Tereza took a job as a waitress after the Russians occupied the city. She regularly smelled other womens' vaginal juices on Tomas's hair, but she shrugged it off and went about her day pondering the lightness or heaviness of the Cartesian mind-body split. Was her body part of herself? She still wasn't sure after she had been fucked an engineer who may or may not have been a Communist spy in the toilet. And no one else certainly cared. She wandered up to Petrin Hill in a dream and watched herself get shot by a firing squad while Tomas looked on. Either I'm a prostitute or I'm in love.
Meanwhile I was a little worried Tomas had forgotten he was also supposed to be an allegory for Soviet repression, so Tomas began taking a previously well-concealed interest in Czech politics.
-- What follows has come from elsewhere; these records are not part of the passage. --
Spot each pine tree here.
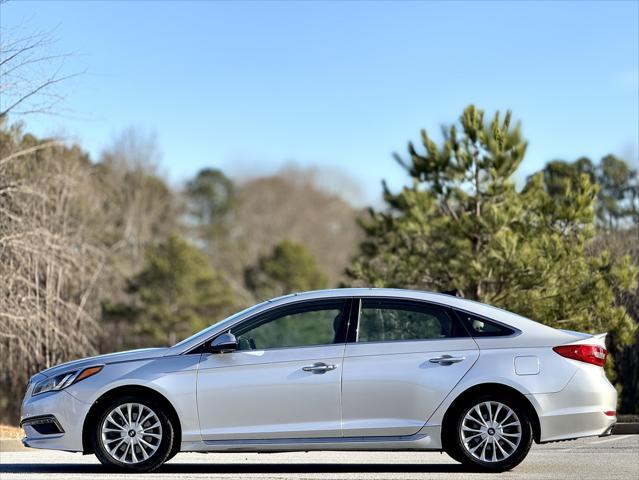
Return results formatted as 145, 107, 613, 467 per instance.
347, 105, 636, 350
129, 235, 233, 345
245, 240, 328, 299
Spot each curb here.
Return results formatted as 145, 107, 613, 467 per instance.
0, 438, 30, 455
612, 423, 639, 435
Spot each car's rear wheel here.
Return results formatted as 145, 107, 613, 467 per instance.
445, 395, 533, 472
92, 396, 174, 472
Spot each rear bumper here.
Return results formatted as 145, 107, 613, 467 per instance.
529, 365, 617, 443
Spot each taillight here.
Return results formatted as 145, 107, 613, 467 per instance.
553, 345, 608, 367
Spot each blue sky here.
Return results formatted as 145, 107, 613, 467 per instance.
0, 1, 639, 202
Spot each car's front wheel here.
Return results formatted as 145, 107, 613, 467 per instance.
93, 396, 174, 472
445, 395, 532, 472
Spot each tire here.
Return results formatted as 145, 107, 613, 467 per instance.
91, 395, 179, 472
442, 395, 533, 472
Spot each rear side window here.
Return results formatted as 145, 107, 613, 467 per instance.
456, 310, 515, 337
357, 298, 468, 342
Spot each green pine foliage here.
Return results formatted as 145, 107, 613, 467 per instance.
124, 235, 233, 345
347, 105, 637, 350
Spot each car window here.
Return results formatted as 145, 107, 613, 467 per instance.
457, 311, 515, 337
357, 299, 468, 342
232, 300, 344, 350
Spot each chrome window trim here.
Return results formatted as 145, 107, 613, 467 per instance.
346, 295, 522, 345
184, 295, 354, 355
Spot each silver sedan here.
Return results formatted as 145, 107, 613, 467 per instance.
21, 289, 617, 472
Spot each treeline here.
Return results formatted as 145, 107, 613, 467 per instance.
0, 121, 361, 423
0, 111, 639, 422
348, 105, 639, 412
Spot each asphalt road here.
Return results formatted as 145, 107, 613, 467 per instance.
0, 435, 639, 480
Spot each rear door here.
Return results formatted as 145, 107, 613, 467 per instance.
342, 297, 479, 437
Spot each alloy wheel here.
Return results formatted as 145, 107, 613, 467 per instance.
100, 403, 162, 464
460, 401, 522, 462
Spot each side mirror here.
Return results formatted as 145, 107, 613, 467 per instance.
211, 332, 237, 353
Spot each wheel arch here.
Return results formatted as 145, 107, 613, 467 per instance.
82, 385, 182, 454
442, 382, 541, 444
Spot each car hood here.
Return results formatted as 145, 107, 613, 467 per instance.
40, 348, 169, 377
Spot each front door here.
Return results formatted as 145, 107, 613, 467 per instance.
342, 298, 479, 437
197, 299, 351, 440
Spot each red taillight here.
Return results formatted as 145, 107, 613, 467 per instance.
553, 345, 608, 367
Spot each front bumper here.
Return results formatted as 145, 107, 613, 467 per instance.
20, 390, 91, 452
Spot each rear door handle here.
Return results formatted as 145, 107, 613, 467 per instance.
302, 362, 337, 373
428, 355, 466, 365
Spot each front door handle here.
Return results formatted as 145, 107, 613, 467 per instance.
302, 362, 337, 373
429, 355, 466, 365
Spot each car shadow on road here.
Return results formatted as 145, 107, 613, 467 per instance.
0, 463, 472, 474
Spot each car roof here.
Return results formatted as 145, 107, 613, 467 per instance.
170, 288, 575, 354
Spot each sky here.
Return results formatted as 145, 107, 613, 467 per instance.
0, 1, 639, 203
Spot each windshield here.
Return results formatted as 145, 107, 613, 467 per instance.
171, 301, 268, 348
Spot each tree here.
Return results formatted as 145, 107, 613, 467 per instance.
348, 105, 636, 356
542, 155, 639, 230
245, 240, 327, 299
0, 122, 104, 422
184, 168, 237, 235
121, 235, 233, 344
0, 9, 79, 119
219, 167, 361, 285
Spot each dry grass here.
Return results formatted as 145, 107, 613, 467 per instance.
0, 425, 24, 440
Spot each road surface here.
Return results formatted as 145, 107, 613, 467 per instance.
0, 435, 639, 480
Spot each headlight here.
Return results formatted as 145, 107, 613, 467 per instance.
31, 365, 102, 395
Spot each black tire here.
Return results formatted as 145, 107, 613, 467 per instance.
91, 395, 178, 473
442, 394, 533, 472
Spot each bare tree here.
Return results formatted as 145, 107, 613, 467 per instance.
0, 2, 79, 118
0, 120, 104, 420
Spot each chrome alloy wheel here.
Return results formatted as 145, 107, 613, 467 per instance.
100, 403, 162, 464
460, 401, 522, 462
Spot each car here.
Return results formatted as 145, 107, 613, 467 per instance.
21, 288, 617, 472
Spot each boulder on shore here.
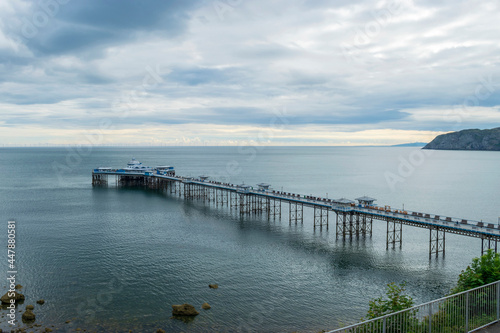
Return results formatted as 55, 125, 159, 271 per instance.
172, 303, 200, 316
0, 291, 24, 304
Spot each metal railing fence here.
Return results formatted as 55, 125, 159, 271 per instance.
328, 281, 500, 333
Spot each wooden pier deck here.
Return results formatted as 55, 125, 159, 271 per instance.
92, 168, 500, 256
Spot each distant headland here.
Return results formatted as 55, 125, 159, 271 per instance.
423, 127, 500, 151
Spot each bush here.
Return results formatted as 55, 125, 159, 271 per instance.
367, 282, 414, 319
451, 249, 500, 294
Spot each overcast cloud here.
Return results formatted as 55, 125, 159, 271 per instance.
0, 0, 500, 145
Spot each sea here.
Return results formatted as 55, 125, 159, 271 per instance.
0, 146, 500, 332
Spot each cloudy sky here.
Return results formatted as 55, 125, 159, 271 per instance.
0, 0, 500, 145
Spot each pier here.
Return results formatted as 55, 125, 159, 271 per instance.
92, 159, 500, 257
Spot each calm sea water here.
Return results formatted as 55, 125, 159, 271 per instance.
0, 147, 500, 332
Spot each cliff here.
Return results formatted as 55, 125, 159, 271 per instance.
423, 127, 500, 151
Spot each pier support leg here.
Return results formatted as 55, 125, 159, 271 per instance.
429, 227, 446, 258
230, 192, 238, 208
336, 212, 351, 239
481, 237, 497, 255
386, 219, 403, 250
239, 193, 251, 215
268, 199, 281, 218
288, 201, 304, 224
314, 206, 328, 229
His Sophoclean musings had led him to write a letter of dissent on the nature of passive complicity to a radical newspaper, and he now found himself being asked for a retraction by a Man from the Ministry. Caught in the balance between lightness and heaviness, between Beethoven's Muss Es Sein? and Es Muss Sein! and between his existential Parmenidean obsession for finding the millionth part of difference in a woman and just being the figment of a dirty old man's mind, he refused.
Tomas was forced to resign from his job as a surgeon and became a window-cleaner in Prague, where his main duties were having sex with 37 women a day, all of whom unaccountably desired to surrender their anus, his favourite part of the female anatomy, to him. After a year or so, a radical editor, who had admired his Sophoclean musings, invited him to a meeting at which his son Simon was present. Naturally, the cause of modernist magical realism was best served by them not discussing the 20-year hiatus in their relationship, so instead the conversation centred on whether Tomas would agree to sign a petition protesting at the Russian occupation.
So why did he not sign? For one thing, the split between lightness and heaviness had been blurred in the editing of his Oedipal fixation and he did not hold the position ascribed to him. Yet more importantly, he did not sign because I did not let him for this is the moment in which the post-modern authorial intervention reminds you the characters are all my own invention and therefore facets of my own character. So rather Tomas thought of the ineffability of lightness and heaviness, the ineffability of unbearable tosh.
Tomas was surprised to discover that Tereza had detected vaginal juices on his hair, having believed a good wash of his body was all that was required and in her own proto-Nietzschean way Tereza came to realise her duality was best resolved by being a doormat until Tomas's tragically light-heavy descent from being the finest surgeon in Prague was completed by his intractable attachment to being a complete Kant and they were obliged to become farmers.
Sabina moved to New York where she continued to wear a bowler hat and fuck anything that moved and it was here she heard that Tomas and Tereza had died in a car crash. Franz had gone to Cambodia, bizarrely believing that his own lightness/heaviness situation with Sabina would somehow be resolved if he joined a protest. There he was hit over the head and died later in hospital, his wife believing that he did in fact love her after all. Tomas and Tereza lived their life refracted through their dog, Karenin, whom they believed had learned to smile. It was, though, a rictus as she had cancer. The only smile was on my face, having passed off the unbearable lightness of drivel as work of great heaviness.